The bigmouth sleeper has been also found be parasitized by G. lamothei and G. binucleatum larvae in Mexico (Hernández-Gómez et al., 2010). The above, added to our finding of AdvL₃ of G. turgidum in this species of fish (whose commercial value in its area of distribution establishes it as a host with a high risk of transmission), makes it necessary to highlight the importance of the methods of collection and identification of larvae of Gnathostoma, both in their natural hosts and in man.
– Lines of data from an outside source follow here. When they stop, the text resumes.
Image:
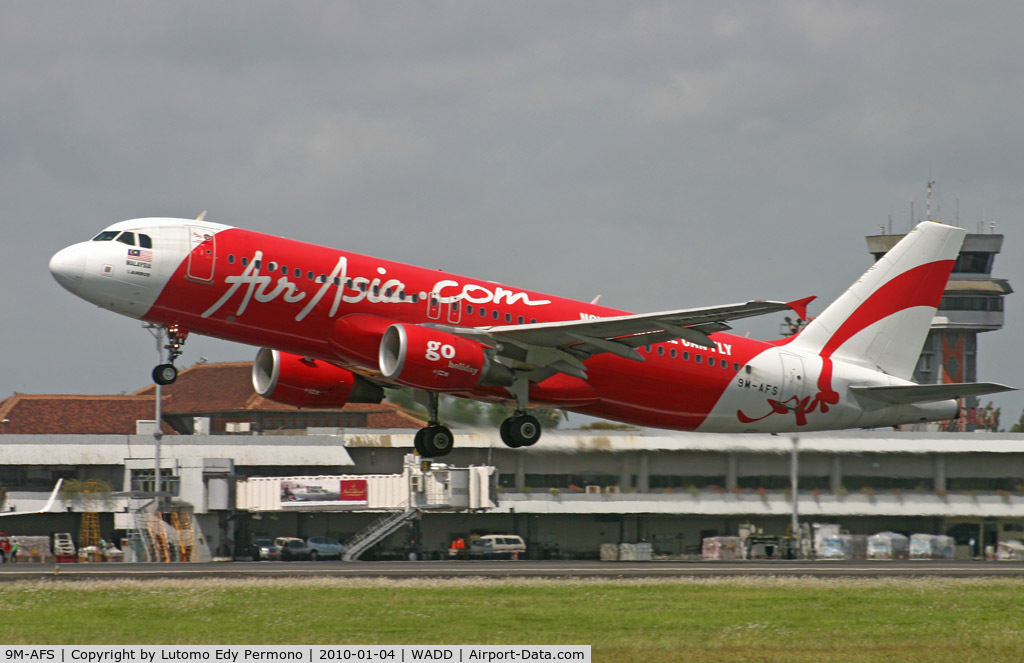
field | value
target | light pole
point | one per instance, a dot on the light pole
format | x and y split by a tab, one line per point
794	488
158	433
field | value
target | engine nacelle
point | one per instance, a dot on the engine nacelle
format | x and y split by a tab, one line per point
293	379
429	359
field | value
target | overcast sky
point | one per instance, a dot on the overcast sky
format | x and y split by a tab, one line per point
663	155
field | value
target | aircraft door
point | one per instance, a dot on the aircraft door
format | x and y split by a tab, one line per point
202	253
455	312
793	377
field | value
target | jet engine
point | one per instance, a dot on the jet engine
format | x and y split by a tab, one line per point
293	379
428	359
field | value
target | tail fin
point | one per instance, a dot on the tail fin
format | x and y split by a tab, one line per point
883	320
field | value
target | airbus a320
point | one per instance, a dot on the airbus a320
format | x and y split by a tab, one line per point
336	327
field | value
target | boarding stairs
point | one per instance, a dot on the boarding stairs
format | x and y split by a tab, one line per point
376	531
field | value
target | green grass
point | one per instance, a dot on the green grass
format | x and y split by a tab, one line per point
728	619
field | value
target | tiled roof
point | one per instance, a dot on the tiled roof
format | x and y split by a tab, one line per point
41	414
201	390
207	388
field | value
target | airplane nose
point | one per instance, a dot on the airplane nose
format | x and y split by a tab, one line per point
68	267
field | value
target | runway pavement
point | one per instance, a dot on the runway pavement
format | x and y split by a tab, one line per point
508	569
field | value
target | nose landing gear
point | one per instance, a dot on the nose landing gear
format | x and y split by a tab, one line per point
176	335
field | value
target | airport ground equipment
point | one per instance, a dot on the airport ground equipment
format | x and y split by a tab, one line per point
376	531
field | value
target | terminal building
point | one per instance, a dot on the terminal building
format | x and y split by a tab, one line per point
235	466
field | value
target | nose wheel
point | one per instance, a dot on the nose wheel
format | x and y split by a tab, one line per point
434	440
176	335
520	429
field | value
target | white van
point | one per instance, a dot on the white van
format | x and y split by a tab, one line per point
498	545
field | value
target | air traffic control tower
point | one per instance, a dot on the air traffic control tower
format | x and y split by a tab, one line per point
972	304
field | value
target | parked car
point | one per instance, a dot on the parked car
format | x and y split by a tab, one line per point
321	547
264	548
292	548
498	545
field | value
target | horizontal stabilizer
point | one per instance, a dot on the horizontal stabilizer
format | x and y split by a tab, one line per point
910	394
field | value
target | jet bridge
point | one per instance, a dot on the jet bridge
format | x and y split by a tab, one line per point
423	485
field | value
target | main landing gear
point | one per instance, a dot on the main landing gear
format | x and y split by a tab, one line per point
433	441
520	429
176	335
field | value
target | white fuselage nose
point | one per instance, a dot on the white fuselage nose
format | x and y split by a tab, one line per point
126	266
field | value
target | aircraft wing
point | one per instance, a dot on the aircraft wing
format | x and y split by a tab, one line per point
910	394
563	345
46	508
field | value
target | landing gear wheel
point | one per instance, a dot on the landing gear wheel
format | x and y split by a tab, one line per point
165	374
520	430
418	442
437	441
506	436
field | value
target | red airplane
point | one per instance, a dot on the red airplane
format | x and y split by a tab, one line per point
336	327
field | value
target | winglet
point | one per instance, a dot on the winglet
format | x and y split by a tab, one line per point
800	305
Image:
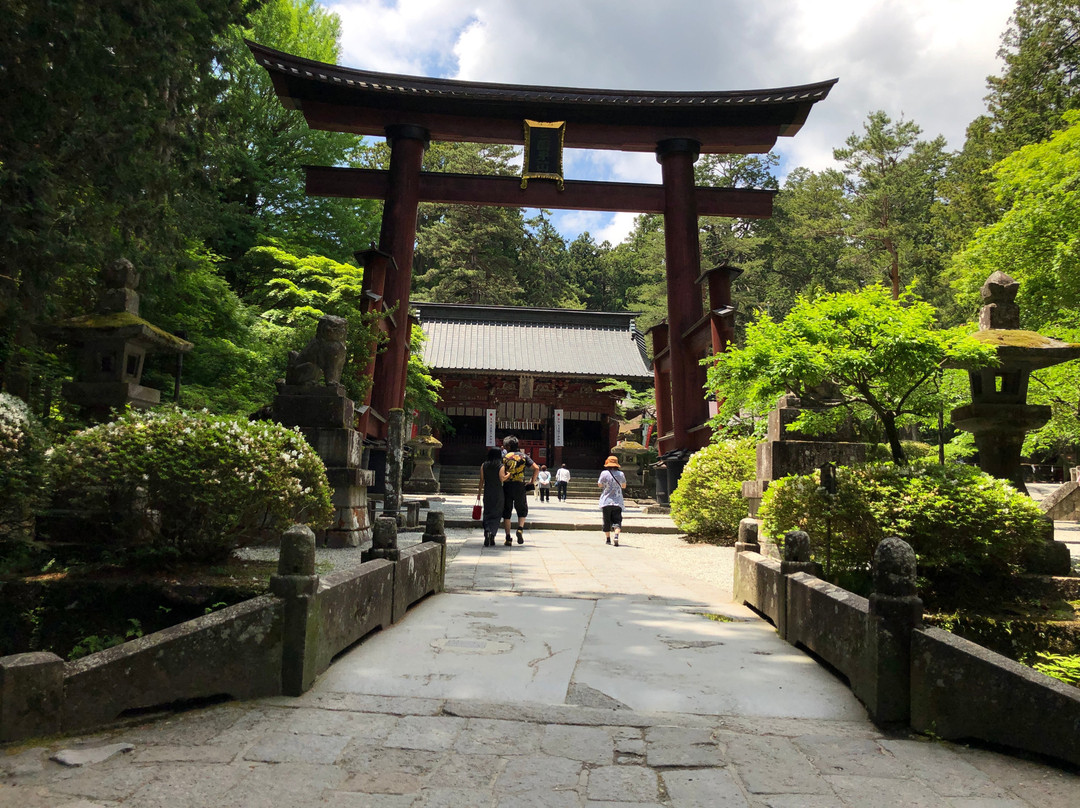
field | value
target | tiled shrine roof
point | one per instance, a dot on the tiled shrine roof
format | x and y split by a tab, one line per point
542	341
365	102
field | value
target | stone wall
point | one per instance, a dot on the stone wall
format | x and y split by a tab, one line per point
933	681
1063	505
270	645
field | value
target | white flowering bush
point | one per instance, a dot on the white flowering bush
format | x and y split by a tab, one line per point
22	467
191	485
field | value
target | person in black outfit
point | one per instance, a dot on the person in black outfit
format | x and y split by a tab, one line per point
513	490
491	476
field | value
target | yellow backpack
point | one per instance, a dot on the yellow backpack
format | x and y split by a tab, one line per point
514	463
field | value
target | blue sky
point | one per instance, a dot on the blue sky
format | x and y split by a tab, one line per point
921	59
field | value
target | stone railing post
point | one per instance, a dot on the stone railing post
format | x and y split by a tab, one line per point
895	610
31	696
296	583
434	530
395	448
796	560
383	540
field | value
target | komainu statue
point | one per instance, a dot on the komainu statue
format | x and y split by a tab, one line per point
323	355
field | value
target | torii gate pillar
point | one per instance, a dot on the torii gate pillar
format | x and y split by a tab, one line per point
397	239
687	407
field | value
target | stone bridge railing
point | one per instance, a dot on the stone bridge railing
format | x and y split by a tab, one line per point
903	672
272	645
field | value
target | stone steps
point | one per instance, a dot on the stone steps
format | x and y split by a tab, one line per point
466	480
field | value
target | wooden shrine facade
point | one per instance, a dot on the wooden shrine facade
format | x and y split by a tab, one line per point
530	367
409	111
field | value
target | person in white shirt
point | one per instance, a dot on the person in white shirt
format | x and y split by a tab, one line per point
611	483
562	477
543	484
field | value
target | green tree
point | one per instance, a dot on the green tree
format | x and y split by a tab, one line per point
294	292
801	247
1037	240
260	148
891	182
880	354
103	147
639	264
728	240
1041	77
470	253
545	269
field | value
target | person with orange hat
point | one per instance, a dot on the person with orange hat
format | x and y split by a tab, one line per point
611	483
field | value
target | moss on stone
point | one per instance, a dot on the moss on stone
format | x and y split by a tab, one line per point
1018	338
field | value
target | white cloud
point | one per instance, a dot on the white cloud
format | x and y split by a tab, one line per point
923	59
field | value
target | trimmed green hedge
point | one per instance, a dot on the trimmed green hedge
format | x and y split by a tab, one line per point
22	468
191	486
956	517
707	503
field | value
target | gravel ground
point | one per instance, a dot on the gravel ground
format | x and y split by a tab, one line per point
705	563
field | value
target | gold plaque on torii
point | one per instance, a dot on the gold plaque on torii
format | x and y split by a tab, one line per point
543	151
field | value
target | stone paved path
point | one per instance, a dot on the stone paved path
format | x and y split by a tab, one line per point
556	673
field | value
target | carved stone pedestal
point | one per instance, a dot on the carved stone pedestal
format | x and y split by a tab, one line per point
324	415
786	452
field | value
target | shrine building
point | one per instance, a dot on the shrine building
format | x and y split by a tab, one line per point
531	373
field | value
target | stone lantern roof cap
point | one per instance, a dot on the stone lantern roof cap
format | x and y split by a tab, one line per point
121	324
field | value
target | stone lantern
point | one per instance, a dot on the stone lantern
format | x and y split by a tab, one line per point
112	345
422	480
999	415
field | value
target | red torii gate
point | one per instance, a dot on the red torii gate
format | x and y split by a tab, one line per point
409	111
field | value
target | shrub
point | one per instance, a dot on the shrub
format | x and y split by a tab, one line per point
22	468
191	485
956	517
707	503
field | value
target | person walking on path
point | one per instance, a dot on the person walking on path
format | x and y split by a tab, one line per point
562	480
611	483
543	484
493	474
513	490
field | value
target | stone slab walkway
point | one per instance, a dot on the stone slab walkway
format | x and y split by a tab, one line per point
561	672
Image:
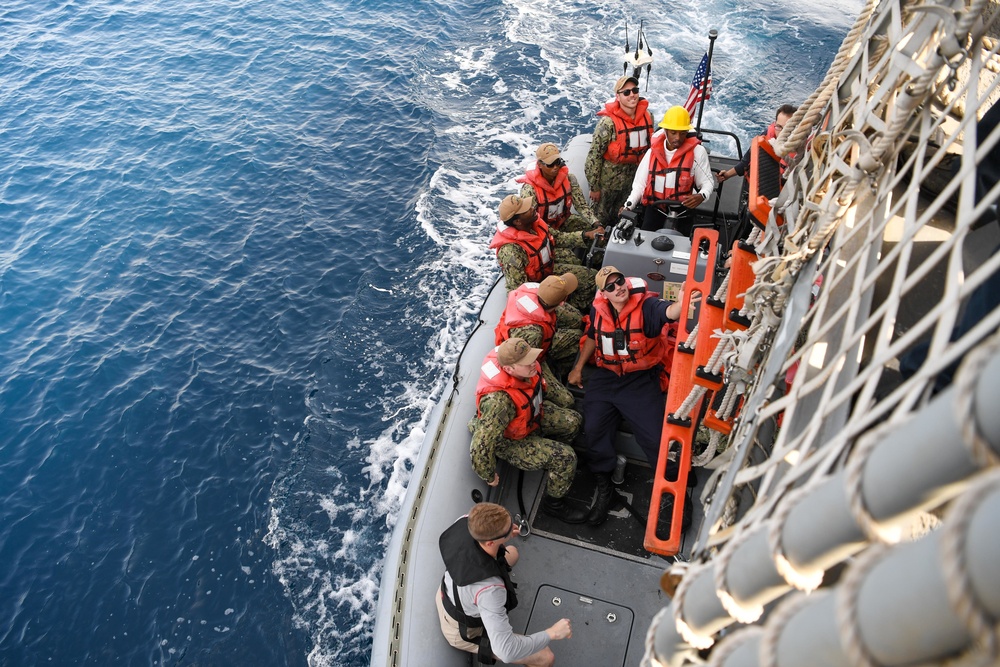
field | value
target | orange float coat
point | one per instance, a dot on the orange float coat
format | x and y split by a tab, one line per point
526	395
659	167
639	352
631	134
554	199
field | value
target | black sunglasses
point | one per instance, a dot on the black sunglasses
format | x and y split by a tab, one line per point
612	285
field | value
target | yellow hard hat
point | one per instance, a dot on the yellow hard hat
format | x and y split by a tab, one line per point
676	118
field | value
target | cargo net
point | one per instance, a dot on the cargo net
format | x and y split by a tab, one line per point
876	279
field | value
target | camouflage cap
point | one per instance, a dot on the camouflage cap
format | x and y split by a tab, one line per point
606	272
513	205
555	289
516	351
547	153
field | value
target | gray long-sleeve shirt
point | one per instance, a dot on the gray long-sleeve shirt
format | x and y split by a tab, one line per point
486	599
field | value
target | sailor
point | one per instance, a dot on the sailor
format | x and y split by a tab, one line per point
556	191
675	168
515	423
476	592
526	249
781	118
627	336
537	313
621	138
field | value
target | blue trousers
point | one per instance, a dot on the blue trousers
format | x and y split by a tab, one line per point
635	397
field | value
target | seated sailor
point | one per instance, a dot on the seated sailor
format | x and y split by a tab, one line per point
537	313
627	336
526	249
557	192
513	422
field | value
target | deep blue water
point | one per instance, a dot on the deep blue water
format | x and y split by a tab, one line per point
240	245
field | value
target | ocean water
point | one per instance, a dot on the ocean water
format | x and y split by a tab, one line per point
241	244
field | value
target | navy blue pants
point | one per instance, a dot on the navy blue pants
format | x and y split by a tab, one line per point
634	396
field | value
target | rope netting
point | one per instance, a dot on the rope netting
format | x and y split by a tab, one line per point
891	238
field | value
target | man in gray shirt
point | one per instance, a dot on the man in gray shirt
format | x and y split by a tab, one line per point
476	592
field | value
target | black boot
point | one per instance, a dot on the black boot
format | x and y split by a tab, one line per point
605	493
560	509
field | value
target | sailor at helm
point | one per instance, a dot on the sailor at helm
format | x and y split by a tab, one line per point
674	176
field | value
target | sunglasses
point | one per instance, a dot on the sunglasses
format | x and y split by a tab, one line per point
612	285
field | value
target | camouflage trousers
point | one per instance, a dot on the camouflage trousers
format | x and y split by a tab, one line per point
546	448
576	223
606	208
555	391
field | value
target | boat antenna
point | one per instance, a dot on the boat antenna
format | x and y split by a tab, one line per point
712	34
641	57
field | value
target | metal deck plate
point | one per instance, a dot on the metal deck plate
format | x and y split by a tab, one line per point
601	630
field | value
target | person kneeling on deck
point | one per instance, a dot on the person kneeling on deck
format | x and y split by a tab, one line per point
627	336
476	592
674	176
513	423
527	249
556	191
537	313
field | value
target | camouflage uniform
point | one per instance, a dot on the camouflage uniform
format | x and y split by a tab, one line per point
613	181
545	449
561	353
581	221
513	261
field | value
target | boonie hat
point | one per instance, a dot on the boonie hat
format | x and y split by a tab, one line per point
555	289
620	83
513	205
516	351
606	272
547	153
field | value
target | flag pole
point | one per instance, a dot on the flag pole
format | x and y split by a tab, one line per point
712	34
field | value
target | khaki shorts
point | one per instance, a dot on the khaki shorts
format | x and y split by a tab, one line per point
449	628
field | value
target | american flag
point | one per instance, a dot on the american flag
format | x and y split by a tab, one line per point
699	76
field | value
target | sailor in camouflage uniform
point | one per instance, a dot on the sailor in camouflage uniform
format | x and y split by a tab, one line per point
513	422
528	251
620	140
557	192
538	314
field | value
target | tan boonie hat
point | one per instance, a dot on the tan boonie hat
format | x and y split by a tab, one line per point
555	289
513	205
547	153
620	83
606	272
516	351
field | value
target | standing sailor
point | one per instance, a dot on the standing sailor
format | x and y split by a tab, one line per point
675	169
621	138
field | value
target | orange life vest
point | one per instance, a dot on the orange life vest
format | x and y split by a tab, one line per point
638	352
631	134
772	133
554	199
523	310
680	164
526	395
538	246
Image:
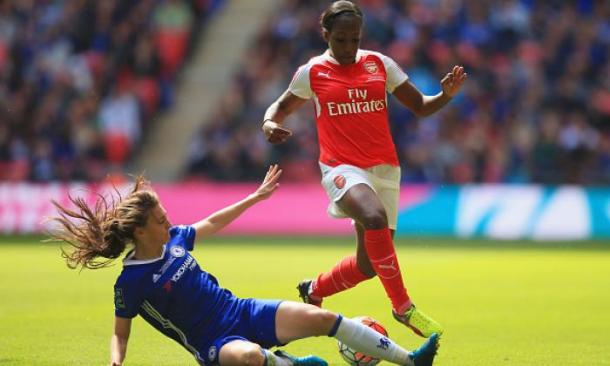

In general, two methods have been used for the collection of Gnathostoma AdvL₃ in Mexico. The most widely used method is the examination of the musculature of fish by compressing it between two glass plates and its observation against the light using a 100-watt light source (Álvarez-Guerrero & Alba-Hurtado, 2007), or under a stereoscopic microscope (Hernández-Gómez et al., 2008; Hernández-Gómez et al., 2010). The second method (artificial digestion with gastric juice prepared with commercial pepsin and hydrochloric acid) has been implemented only in some cases (Lamothe-Argumedo & Osorio-Sarabia, 1998). For finding of larvae with the first method, the size of the larva is determinant; the observation with the naked eye of a well-defined red or orange point (appearance of the coiled or encysted larva) in the muscle tissue allows its location. With artificial digestion, the larvae are recovered from the bottom of the solution, observed under a stereoscope. In the particular case of the 3 species distributed in Mexico, the body size of the larvae (in millimeters) is different: 2.6 – 5.9 (4.3) for G. binucleatum (Almeyda-Artigas, 1991), 3.6 – 5.1 (4.5) for G. lamothei (Gaspar-Navarro et al., 2013) and 1.5 – 2.0 (1.7) for G. turgidum (Mosqueda-Cabrera et al., 2009). Therefore, the probability that the larvae of the first two species will be detected using the backlight method is higher, while those of G. turgidum could go undetected.

Based on the findings of our study, we consider pertinent to continue the search for G. turgidum AdvL₃ in fish associated with water bodies where there is a record of adult forms, applying the artificial digestion method, as well as corroborating their specific identification using molecular markers. Additionally, it is highly recommended that the larvae extracted from human biopsies be identified at a specific level in order to know precisely the role of the three species of Gnathostoma in human infections in Mexico.